Ali Akbar Pourjamshidian, Iran's Deputy Interior Minister for Security Affairs and secretary of the committee overseeing the ceremonies, said the decision rested solely with the Supreme Leader's office and that organisers had received no information about whether he would appear.
The only public explanation for Mojtaba's disappearance came from Salar Velayatmadar, a member of parliament's National Security Committee, who claimed security officials had deliberately withheld all new images of the Supreme Leader so that enemies could not harm him through "witchcraft and occult sciences taught at universities such as Tel Aviv."
Mojtaba's prolonged absence has become a central issue in the fierce internal battle over negotiations with Washington.
Government negotiators insist they have his approval to pursue a deal with the US.
Hardline opponents reject that claim, pointing instead to a written statement attributed to Mojtaba in which he said that, "as a matter of principle", he held a different view.
They argue this demonstrates that the negotiating team, led by Parliament Speaker and former IRGC commander Mohammad Bagher Ghalibaf, never received authorisation to strike an agreement.
Pressure is therefore mounting on Mojtaba to appear publicly particularly at his father's funeral and make his position unmistakably clear.
Among the regime's most loyal supporters, the funeral is no longer being framed as a ceremony of mourning but as a rally against compromise with the US.
In an editorial published on Thursday, the IRGC-affiliated newspaper Javan declared: "We are not gathering to say goodbye. We must rise to avenge his blood."
The newspaper urged supporters to travel to Tehran "not only to bid farewell and take part in the funeral, but to join the gathering of those seeking vengeance for the martyred leader and to renew their pledge to the path he stood by until his final moments."
For the past four months, supporters of the Islamic Republic have held nightly rallies across Iranian cities in support of the regime and its new Supreme Leader.
Since the signing of the Memorandum of Understanding with the US, however, those demonstrations have increasingly turned into protests against the deal.
Crowds have chanted against senior officials and, in some cases, threatened President Masoud Pezeshkian with death if he ignores what they believe to be Mojtaba Khamenei's wishes.
Despite repeated government assurances that the Supreme Leader authorised the negotiations, many hardliners remain unconvinced. Having neither seen him in public nor heard him endorse the talks since the war began, they increasingly question whether such approval was ever given.

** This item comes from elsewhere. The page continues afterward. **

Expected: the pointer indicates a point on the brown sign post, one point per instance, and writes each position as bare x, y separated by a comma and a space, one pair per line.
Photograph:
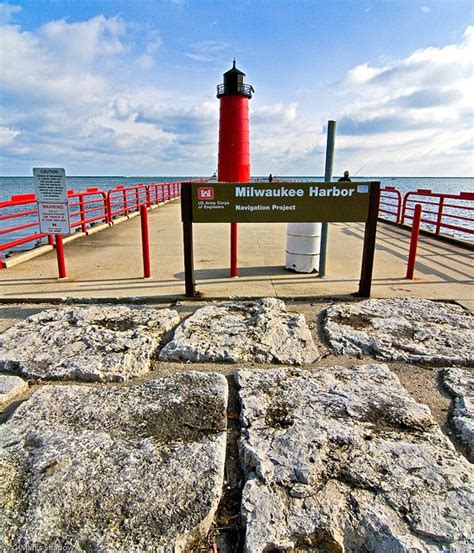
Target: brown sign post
281, 202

So significant has the anti-negotiation movement become that the Interior Ministry recently suggested the nightly demonstrations could be brought to an end after Ali Khamenei's funeral.

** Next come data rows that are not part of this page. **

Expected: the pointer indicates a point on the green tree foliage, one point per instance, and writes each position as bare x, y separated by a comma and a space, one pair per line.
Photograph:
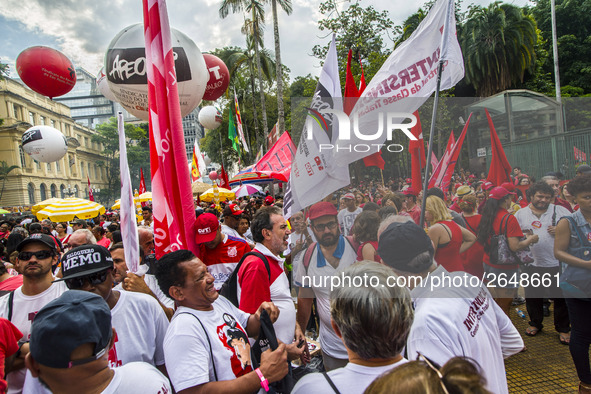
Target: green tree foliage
138, 155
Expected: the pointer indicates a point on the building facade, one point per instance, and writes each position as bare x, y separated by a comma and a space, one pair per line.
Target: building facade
22, 108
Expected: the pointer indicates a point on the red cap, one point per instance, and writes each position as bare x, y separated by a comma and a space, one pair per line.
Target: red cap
498, 193
207, 228
323, 208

The announcement prompted hardline activists to urge supporters on social media to transform the funeral into their largest mobilisation yet, one final opportunity to pressure the leadership to abandon the agreement with Washington.
Senior IRGC commanders who support the deal have responded by warning they will prevent any attempt to "sow division" during or after the funeral.

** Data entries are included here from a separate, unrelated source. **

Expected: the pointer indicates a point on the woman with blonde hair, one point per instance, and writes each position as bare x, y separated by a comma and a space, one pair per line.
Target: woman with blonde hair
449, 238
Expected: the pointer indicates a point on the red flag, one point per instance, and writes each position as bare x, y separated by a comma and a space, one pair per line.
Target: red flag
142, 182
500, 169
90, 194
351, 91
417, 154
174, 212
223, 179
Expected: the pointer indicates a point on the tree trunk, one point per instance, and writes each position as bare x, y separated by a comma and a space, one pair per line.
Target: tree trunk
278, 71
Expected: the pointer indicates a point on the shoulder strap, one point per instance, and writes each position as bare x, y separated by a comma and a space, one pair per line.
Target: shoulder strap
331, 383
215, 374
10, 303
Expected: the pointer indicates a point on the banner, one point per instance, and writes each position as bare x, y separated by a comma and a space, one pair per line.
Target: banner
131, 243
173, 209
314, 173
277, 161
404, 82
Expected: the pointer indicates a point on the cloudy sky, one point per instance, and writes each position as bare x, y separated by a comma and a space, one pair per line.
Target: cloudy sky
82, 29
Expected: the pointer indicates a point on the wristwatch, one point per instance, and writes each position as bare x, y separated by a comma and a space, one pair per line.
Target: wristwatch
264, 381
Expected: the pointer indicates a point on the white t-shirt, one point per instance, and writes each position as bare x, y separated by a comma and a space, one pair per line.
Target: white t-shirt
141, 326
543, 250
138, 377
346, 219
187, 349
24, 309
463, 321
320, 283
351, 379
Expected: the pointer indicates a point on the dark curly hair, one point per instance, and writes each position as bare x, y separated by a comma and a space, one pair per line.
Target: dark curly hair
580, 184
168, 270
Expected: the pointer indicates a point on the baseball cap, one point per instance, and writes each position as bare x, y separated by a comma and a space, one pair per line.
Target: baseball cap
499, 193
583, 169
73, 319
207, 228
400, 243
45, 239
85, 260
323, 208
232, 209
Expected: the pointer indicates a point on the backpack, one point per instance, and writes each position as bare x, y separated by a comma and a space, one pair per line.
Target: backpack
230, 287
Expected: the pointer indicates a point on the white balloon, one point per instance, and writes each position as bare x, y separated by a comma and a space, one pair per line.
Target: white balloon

Khamenei's funeral comes six months after the anti-regime uprising that swept across Iran and was brutally crushed by the Islamic Republic's security forces, leaving an estimated 42,000 people dead.
The protests, which called for the overthrow of the Islamic Republic, triggered the conflict that fundamentally reshaped Iran's political landscape.
The war killed many members of the regime's senior leadership, including Ali Khamenei himself, and left the Islamic Republic facing what many observers describe as the most fragile moment in its history.
Rather than bringing unity, Khamenei's funeral could expose the regime's deepening internal divisions.